Ferns are the most diverse and abundant group among extant vascular plants, apart from angiosperms, with species numbering approximately five times that of gymnosperms and lycophytes combined. Although angiosperms dominate global ecosystems, ferns remain an important component of terrestrial plant ecosystems.
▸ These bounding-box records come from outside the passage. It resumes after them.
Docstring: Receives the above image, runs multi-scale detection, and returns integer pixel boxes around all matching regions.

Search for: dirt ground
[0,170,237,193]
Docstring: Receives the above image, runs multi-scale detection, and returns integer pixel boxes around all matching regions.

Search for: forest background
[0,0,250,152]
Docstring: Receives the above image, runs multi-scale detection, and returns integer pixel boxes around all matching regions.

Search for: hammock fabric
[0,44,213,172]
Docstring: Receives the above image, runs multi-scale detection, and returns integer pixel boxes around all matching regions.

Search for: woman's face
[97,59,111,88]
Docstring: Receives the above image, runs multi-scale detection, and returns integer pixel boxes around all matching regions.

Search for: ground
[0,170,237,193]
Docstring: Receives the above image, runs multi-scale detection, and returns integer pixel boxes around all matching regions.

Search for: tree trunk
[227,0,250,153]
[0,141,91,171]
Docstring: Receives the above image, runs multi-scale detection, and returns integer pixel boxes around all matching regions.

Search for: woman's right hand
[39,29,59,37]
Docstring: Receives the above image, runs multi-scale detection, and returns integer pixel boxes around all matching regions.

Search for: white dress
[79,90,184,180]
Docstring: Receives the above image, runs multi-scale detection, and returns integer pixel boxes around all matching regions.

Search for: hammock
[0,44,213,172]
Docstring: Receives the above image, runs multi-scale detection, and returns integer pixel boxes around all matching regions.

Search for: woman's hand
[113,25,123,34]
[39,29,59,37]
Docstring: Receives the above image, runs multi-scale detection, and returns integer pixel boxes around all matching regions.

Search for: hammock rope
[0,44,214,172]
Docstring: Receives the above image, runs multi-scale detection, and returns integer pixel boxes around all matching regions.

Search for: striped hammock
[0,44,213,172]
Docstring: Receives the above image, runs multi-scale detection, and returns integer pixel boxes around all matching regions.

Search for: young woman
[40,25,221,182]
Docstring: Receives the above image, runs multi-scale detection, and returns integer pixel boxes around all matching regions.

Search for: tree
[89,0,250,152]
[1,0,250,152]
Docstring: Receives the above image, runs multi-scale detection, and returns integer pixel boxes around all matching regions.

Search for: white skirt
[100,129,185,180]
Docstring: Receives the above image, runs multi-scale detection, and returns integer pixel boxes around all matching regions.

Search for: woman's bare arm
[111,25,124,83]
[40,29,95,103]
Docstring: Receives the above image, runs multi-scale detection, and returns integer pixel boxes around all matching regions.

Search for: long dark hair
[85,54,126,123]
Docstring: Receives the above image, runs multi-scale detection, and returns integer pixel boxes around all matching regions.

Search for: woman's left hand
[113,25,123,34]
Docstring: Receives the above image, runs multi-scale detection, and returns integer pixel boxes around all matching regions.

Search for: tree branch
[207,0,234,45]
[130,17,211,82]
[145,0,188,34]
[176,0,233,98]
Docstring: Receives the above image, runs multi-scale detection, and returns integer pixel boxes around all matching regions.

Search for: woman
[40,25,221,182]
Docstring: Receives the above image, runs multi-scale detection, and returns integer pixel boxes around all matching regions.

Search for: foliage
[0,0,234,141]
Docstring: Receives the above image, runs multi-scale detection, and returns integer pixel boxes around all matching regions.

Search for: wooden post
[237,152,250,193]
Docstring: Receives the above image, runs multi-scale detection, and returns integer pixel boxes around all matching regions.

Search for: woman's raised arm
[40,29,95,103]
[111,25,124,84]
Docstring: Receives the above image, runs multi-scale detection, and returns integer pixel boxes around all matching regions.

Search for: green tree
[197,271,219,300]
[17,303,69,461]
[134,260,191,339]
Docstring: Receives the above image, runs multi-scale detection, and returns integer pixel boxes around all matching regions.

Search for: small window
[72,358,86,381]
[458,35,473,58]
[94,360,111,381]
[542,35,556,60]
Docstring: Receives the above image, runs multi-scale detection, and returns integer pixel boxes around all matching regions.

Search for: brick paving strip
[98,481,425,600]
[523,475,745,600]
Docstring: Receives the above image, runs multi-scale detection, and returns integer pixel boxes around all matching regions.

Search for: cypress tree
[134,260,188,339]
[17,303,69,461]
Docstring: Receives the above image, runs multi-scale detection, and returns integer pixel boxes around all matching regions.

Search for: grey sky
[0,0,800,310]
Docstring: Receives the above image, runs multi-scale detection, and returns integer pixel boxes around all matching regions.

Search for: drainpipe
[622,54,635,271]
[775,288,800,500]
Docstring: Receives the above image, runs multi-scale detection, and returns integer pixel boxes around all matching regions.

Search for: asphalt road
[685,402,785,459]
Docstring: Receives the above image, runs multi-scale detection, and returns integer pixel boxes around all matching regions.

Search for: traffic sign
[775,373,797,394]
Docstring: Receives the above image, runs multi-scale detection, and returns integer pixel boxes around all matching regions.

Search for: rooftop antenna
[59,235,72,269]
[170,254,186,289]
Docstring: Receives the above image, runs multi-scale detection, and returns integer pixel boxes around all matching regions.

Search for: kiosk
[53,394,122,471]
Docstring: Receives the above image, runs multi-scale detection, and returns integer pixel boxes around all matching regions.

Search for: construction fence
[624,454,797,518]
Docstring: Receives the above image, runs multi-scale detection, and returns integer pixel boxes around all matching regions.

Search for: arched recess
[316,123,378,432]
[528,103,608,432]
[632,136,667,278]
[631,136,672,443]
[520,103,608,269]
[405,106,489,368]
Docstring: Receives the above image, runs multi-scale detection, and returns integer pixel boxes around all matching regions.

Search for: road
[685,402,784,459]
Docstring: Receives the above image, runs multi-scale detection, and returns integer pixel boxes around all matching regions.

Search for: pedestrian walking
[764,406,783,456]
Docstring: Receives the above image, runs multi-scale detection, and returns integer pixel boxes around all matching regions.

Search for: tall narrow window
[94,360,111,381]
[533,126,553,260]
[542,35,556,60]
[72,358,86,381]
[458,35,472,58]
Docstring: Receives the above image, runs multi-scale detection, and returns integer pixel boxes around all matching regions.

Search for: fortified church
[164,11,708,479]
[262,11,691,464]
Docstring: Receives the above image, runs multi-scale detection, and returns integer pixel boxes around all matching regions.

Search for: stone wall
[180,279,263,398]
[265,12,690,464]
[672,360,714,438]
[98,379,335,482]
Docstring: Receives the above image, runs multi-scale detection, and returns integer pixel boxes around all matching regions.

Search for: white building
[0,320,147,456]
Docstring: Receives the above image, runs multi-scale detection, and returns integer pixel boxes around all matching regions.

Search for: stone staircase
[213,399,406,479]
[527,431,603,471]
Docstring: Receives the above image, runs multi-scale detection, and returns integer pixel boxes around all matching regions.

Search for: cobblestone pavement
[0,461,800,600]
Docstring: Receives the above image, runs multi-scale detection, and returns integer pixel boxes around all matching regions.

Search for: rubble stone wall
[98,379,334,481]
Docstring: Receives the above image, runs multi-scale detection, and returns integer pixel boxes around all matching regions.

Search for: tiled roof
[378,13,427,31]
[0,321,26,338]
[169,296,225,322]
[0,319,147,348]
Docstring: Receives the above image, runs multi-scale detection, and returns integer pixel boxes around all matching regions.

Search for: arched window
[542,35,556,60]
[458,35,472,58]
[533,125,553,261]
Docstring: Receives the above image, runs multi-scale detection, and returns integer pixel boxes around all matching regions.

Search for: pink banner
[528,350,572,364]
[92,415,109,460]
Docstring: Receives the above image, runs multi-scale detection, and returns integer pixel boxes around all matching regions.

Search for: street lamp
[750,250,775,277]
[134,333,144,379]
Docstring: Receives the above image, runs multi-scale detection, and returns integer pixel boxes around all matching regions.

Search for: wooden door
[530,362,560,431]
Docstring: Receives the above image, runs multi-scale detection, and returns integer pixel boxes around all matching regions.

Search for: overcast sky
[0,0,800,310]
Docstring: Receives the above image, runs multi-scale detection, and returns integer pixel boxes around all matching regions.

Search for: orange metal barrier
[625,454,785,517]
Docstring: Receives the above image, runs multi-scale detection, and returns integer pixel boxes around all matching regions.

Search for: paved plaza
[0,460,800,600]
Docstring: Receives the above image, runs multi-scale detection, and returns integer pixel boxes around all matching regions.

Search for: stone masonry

With the rise of angiosperms during the Cretaceous period, other terrestrial plants gradually declined, but ferns evolved to adapt to various environments, resulting in morphological and species diversity within forests dominated by angiosperms. In the widely accepted classification for ferns, 48 families, 319 genera, and approximately 10,578 species of ferns (monilophytes, ferns) are recognized, with the core group Polypodiales (polypods) comprising over 250 genera and about 8,700 species [1].

Description

The family Dryopteridaceae, under the order Polypodiales, is the largest fern family, including over 2,100 species and some largest fern genera, e.g., Dryopteris adans, Polystichum Roth, accounting for one-fifth of all existing fern species. This family has a nearglobal distribution, with the highest diversity in temperate and tropical mountain regions. Plants of this family can be found in various habitats, from coastal areas to the alpine tree line. Most species in the family are terrestrial, while others are lithophytes, epiphytes, semi-epiphytes, or tropical climbing plants. The family exhibits a complex and diverse morphology (Figure 1), encompassing a wide range of forms seen within Polypodiales. Rhizomes can be creeping, erect, ascending, or occasionally climbing. The leaves can be monomorphic (not differentiated into fertile and sterile leaves, with both photosynthesis and spore production occurring on the same leaves) or dimorphic (with fertile and sterile leaves differing in shape), ranging from simple leaves to one to five times pinnately compound leaves. The veins can be pinnately arranged or reticulate, with sori usually clustered into round structures, occasionally scattered on the leaf underside, with or without an indusium [2-4].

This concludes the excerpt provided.